What is the benefit to Ealing women from the changes? Before the changes, Ealing hospital was achieving 60 hours of consultant cover—lower than all the neighbouring hospitals. Across north-west London before the transition, the average was 101 hours. North-west London has set out to achieve 123 hours in 2015-16, and it currently has 122 hours of consultant cover. Also, 100 new midwives have been recruited across north-west London as a result of the changes. Antenatal and postnatal care are still available at Ealing hospital, and as I said, the number of community midwives has also increased locally at 30 sites across Ealing. It is clear that a complex service change has been managed safely, with benefits to patients—mothers and their babies. It is telling—Members need not just listen to my words—that Ealing Council’s health and adult social services standing scrutiny meeting on 26 April heard from the Royal College of Midwives. That is not the Government. It endorsed the transition and congratulated the NHS in north-west London on the model of care and the detail in the transition. Again, I do not recognise that service in the words of the hon. Member for Ealing, Southall, although I know that he meant them with due concern for his community.

On paediatric in-patient services, good progress is being made on the implementation of changes. I am informed that that will ensure that children in north-west London will receive consistently high-quality seven-day care, with more paediatric nurses and specialist doctors available. Paediatric in-patient services, which are for children who require emergency treatment or an overnight stay, will move on 30 June from Ealing hospital to five other hospital sites in north-west London. That will significantly expand capacity—more beds, doctors and nurses, seven days a week.

The changes do not mean that all children services are moving from Ealing. Nearly three quarters of existing children’s services will continue on the Ealing hospital site and elsewhere in the borough.
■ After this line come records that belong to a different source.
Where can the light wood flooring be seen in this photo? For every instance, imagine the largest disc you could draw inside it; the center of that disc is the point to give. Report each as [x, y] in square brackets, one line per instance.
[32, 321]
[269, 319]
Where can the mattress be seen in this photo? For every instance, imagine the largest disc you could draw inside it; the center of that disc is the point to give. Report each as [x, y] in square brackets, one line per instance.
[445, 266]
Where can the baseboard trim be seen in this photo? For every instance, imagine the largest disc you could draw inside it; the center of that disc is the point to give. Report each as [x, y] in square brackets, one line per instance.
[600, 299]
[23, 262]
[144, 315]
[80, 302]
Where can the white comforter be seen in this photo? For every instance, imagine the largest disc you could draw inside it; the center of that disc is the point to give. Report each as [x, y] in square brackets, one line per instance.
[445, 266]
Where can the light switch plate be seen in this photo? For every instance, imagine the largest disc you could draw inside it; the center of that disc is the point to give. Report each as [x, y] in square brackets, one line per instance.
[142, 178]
Services remaining include routine appointments and treatments that do not require an overnight stay, such as day care unit activity, so most children will be seen in the same place as they are now. Urgent care for minor injuries and out-of-hours GP appointments will also remain at Ealing hospital. The majority of children who are brought to Ealing’s A&E by their family or friends are already treated in the urgent care centre. Services for children with long-term conditions, such as asthma and epilepsy, and child and adolescent mental health services will also remain unchanged.
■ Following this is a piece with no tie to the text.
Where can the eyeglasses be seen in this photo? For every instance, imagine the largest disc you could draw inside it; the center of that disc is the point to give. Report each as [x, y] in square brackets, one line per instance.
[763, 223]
To reiterate, 75% of existing children’s services will continue to be delivered by the dedicated staff of Ealing hospital, but—this is an important “but”—the sickest children in north-west London will receive better care as a result of the changes. That is what we all care about the most.
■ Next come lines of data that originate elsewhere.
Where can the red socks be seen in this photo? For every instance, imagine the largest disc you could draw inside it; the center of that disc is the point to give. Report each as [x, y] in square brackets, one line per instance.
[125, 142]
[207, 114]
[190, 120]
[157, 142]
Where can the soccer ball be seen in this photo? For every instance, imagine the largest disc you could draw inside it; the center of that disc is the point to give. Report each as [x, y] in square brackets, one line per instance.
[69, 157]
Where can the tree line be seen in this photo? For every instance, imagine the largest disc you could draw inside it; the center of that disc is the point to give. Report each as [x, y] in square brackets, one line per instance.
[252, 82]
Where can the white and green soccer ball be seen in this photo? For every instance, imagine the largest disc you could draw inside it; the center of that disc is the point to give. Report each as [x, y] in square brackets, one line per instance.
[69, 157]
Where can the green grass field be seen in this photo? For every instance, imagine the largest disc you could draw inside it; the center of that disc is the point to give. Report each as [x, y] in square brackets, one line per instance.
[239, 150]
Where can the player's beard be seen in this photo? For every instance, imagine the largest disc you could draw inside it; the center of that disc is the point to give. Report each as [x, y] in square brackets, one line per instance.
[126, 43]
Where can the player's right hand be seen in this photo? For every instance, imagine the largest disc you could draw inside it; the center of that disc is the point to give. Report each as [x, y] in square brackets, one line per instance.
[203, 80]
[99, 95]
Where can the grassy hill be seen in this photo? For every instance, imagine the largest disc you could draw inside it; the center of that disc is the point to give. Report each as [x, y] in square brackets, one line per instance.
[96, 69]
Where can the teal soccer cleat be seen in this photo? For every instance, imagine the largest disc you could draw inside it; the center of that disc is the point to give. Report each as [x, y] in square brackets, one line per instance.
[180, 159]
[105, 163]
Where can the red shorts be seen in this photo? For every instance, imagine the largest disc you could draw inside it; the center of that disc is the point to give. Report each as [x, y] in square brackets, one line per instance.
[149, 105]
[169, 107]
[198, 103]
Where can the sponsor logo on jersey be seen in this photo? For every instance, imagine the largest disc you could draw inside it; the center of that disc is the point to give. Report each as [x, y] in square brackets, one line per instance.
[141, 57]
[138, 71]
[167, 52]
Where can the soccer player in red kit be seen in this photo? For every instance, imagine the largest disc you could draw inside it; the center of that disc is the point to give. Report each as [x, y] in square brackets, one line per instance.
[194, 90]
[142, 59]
It is right that local people have the chance to hear from their parliamentary representatives in such debates, so I welcome the fact that we have had the chance to debate the subject again. I suspect that we will do so again at some point in the future. As the programme moves through its implementation, I encourage those with particular concerns to continue to engage with the local NHS. I thank colleagues for doing so, as they have been, because that is the right way to proceed. I have reiterated to local health leaders the need to share plans in a timely fashion. I only ask of hon. Members that they also share the positive changes that are already visible to people in their communities, as I have illustrated today. I look forward to hearing how the meeting later this month goes—it was referred to earlier—and I will continue to engage positively with colleagues as they handle this important issue, which matters so much, as we can see, to local members of the public.